The first *self* I needed to work on? Self love. Yup. The hardest one of all. (go big or go home, right?) I didn’t even know where to start. I had no clue. I knew nothing about love. All I knew about love was that it came with conditions and it hurt all the time. I knew, or so I thought, I had to give and give and put up with all sorts of ridiculous abuse in order to have it and keep it.
Yup, that’s all I knew about love. It sucked and it hurt. So where do I go from here? How will I learn, who will I turn to, how does this work?
I had a million questions and no answers. Nope, not a one. Off I went to figure out this self love stuff myself. Hard lessons and all.
Though I certainly haven’t got it all figured out just yet, I did discover quite a few things about myself and about the learning process on my way to self love. I’m still learning but I thought I’d take a minute to share some things here with you in my hopes that they may either help you, alert you, resonate with you or guide you.
Take what you want, leave the rest.
The truth about self love
Hard truth #1
It’s all up to you. There’s no magic wand, no magic pill, no magic potion you can drink that offers instant self love and gratification ( tequila doesn’t count, I soon discovered). The truth is, no one is going to come running to your rescue to show you how it’s done or where self love comes from.
Nope. You’re on your own to figure it out. There are books, oh there are a million books and blogs on self love and you can read them til the cows come home. Bottom line? It’s up to you.
Hard truth #2
It takes a long time to get there. I mean to the place where you love yourself enough that no one and/or nothing can mess that up for you. I’m still working on it, every day as a matter of fact, and I love myself a lot!!
Yet I still hit walls, I still fall down, I still break my own heart. And just when I think I am glowing from all the self love I’ve got built up inside of me, whammo, my candle goes out.
Yup. It takes a long time to get to that “self love” place.
Hard truth #3
Well that was stupid!!! Yup. I hear myself say this to me a lot. What on earth did you do that for? I thought you loved yourself! Why did you do that? Smarten up dodo brain. To this day, I still find myself doing stupid things that I would have done 5 years ago.

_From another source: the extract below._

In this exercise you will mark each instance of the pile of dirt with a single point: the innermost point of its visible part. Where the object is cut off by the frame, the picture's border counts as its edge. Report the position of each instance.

I mean things that clearly show self love is not high on my priority list. Every now and then I revert back to old habits. The truth is, these are the habits I grew up with and maintained for almost 50 years. Dammit, they’re hard to break you know?
Hard truth #4
What’s up with all the testing, Universe? I’m almost starting to feel like a lab rat. Ok, enough already. I get it. The Universe has a peculiar sense of humour and continues to throw things in my path that test my strength in the self love department.
Some days I win, some days I learn. Most days I win actually but every now and then something, or should I say someone, will show up and poof, like black magic, I’m the girl I was 5 years ago. Get ready for tests, and lots of them, from the Universe.
These tests help you strengthen your self love muscle (or at least, help you grow and learn)
Hard truth #5
You may stand alone. Not everyone will get it. Not everyone will understand you. When you start saying no to things and yes to your self love, people just won’t get it. You may even lose some people along the way and that’s the truth!.
That’s ok. The ones you want by your side will stay there. The ones who move on will make room for the ones who deserve to be in your life. People who used to be in your life may not like the new you. They may start distancing themselves. Let ’em go. It may hurt but you will see, in time, how them leaving is for your greatest good.
So as I continue down my path of self love, I will remember these hard truths as they show themselves to me, whether I like them or not. As I continue down my path of self love I will continue to grow, learn, love myself more, fall, cry, hurt myself some but mostly just keep on loving.
Self love takes a lot of hard work but it’s not impossible. You can and will get there one day.